Let’s go straight to the snitch line.

First stop, Cy Tenney Field in Peabody. It’s May 4 and adult softball season has started, and Karen knows what that means.

“Large gatherings after the game, no protection and close contact including sitting around the parking lot all hours of the night drinking alcohol beverages.”

All hours of the night? Doesn’t that sound like something your grandmother would say?

“All of this takes places in the same parking lot as Little Leaguers play and parents park their cars.”

Could some of those parents in Peabody actually be the same people who were tailgating the previous evening after their softball game?

Next stop, the Kennedy Middle School in Natick.

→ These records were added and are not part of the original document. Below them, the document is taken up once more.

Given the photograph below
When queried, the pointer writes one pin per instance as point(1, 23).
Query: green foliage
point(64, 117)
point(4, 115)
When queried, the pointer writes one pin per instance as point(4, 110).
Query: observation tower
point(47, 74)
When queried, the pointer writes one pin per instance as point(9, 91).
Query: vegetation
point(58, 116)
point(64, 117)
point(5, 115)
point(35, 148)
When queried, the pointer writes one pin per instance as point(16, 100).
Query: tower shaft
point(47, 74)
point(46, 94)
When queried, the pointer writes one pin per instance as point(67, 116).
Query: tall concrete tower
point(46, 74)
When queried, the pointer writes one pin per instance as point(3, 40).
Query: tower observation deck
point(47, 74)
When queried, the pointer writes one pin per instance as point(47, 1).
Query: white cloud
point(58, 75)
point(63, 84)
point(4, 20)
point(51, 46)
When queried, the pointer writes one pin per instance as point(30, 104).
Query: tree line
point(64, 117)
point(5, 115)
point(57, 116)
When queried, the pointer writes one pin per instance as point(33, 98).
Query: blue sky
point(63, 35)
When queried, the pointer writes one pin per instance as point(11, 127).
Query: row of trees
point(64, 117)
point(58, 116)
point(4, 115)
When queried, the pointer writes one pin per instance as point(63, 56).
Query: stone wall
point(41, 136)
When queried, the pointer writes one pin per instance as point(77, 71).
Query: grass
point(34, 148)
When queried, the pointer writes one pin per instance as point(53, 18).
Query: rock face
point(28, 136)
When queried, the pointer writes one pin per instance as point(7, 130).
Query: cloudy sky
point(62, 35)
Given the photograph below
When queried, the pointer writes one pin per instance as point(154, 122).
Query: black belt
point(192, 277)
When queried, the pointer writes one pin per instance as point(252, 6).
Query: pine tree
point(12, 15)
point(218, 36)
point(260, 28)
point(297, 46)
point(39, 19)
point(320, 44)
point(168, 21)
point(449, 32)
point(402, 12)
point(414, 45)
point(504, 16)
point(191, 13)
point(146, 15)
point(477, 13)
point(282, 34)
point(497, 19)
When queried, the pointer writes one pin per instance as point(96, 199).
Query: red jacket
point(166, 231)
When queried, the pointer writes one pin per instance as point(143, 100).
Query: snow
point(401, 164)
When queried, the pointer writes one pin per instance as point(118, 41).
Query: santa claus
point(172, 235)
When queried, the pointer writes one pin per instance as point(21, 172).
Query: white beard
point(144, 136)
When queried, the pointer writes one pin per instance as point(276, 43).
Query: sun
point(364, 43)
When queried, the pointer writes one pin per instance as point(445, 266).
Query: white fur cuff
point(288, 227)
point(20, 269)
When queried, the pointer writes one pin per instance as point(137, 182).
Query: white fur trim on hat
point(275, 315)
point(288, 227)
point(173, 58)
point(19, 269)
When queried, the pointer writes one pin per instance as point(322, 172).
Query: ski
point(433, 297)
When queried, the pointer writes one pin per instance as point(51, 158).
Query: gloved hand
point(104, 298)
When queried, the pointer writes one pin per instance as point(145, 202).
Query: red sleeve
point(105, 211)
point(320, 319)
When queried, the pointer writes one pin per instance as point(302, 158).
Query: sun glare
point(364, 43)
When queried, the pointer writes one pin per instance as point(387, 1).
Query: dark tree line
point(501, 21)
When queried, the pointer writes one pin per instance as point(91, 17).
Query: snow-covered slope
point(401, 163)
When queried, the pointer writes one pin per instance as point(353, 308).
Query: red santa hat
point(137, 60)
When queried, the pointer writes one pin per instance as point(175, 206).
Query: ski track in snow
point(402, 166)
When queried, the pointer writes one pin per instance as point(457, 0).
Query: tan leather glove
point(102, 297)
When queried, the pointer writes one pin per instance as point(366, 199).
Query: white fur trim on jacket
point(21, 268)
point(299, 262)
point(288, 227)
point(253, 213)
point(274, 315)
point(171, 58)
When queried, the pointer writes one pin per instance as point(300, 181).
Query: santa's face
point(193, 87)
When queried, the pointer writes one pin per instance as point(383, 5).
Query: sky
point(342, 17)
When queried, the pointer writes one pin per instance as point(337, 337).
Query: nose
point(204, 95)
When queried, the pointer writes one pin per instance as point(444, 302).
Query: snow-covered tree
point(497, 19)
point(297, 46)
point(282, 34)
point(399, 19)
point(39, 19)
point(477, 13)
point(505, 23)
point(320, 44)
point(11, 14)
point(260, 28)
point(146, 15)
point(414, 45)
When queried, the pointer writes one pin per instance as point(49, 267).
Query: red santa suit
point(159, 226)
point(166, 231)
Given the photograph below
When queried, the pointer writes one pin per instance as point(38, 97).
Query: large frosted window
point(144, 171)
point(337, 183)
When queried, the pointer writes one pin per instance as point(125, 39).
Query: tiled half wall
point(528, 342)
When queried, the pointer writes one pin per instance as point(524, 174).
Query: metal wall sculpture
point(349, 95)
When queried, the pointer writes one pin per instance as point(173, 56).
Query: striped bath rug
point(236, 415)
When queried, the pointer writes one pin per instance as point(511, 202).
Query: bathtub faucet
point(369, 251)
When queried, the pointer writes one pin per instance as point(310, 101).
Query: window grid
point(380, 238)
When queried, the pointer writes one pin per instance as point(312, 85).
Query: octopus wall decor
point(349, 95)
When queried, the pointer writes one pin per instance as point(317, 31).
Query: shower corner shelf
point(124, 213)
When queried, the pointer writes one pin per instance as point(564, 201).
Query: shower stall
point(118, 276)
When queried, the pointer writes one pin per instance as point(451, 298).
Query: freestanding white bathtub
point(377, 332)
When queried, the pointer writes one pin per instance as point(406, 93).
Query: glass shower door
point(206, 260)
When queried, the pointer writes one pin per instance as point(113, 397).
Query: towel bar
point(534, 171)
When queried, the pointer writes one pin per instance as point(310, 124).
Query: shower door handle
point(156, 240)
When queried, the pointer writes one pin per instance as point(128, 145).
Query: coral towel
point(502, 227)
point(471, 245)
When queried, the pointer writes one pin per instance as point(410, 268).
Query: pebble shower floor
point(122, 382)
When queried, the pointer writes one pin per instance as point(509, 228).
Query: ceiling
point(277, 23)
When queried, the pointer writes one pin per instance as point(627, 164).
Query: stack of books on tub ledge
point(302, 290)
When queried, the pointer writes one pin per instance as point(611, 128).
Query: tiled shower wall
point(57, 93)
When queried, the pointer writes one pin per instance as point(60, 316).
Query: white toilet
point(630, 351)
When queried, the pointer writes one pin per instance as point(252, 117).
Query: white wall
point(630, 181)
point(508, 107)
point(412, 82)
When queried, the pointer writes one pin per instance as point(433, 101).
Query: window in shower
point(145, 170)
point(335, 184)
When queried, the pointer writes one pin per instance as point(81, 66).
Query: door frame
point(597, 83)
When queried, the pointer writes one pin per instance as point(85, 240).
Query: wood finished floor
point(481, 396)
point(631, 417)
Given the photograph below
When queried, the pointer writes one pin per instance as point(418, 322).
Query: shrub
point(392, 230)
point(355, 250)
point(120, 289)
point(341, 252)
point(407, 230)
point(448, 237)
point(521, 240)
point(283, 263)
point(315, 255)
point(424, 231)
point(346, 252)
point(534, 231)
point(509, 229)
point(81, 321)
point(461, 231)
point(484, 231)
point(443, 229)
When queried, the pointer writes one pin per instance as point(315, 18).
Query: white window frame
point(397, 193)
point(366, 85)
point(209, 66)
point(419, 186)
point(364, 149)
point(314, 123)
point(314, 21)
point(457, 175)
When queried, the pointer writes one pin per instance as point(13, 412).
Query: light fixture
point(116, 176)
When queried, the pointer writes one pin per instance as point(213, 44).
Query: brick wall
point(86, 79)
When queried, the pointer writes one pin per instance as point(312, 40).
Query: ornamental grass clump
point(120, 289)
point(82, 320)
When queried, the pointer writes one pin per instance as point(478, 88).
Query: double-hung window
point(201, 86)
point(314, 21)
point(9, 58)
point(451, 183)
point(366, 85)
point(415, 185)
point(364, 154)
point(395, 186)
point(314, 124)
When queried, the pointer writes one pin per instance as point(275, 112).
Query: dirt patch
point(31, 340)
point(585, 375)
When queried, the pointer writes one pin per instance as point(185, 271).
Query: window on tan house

It is May 11 — a day which will live in Karen infamy.

“Students are being instructed to cut holes in masks for indoor band practice. This procedure is prohibited by CDC guidelines and common sense.”

Because it’s obviously “common sense” to try to blow a horn while wearing a mask.

On May 17, Karen goes to Logan Airport and is absolutely shocked because it’s … a normal day.

“Hundreds of people crowded on top of one another. Kiosk areas packed with people. Security lines were a ¼ of a mile long — jam-packed. No orderly lines. NO SOCIAL DISTANCING. Absolute chaos … All breaching protocol and no one in charge/in control.”

Do you notice how triggered Karen gets in any situation where no one is “in charge/in control?”

Next stop, the North End in Boston. Karen visits a restaurant on Salem Street.

“Owner claims he can do whatever he wants. Go see his Instagram and see how blatant he is. He claims he is paying off everyone.”

I certainly would hope so. The hacks at City Hall have to make a living, too.

Karen turns the corner onto Hanover Street and grabs a table at another ristorante.

“They sat a group of 12 in front of my 16-year-old child. After I mentioned, they ignored.”

Even before the Panic, Karen didn’t get out very often. How else do you explain message on June 26 from Chelmsford?

“Caller states a large gathering at highway rest stop — no hand sanitizer available, no soap, and the porta-potty is overflowing, so people are moving into the woods.”

Karen, “people” who frequent rest areas in Chelmsford don’t usually care much about the hand sanitizer. I thought the state shut down these rather notorious gathering places, but apparently the new stops are just as, uh, unsanitary.

Next time you feel the need to pull over at a Chelmsford rest area, Karen, take the advice of Attorney General Maura Healey and just “hold it.”

Speaking of X-rated entertainment, Karen’s next stop is in Tyngsboro.

“This is a strip club. One of the workers recently traveled to Florida, didn’t use a mask and is planning to work Friday. Customers are also not regularly wearing masks.”

Not wearing masks at a strip club! Someone call “Dr.” Sudders.

In Medford, Karen is appalled to see an MBTA bus driver “not wearing mask per state law. Also letting passenger on without a mask per state law.”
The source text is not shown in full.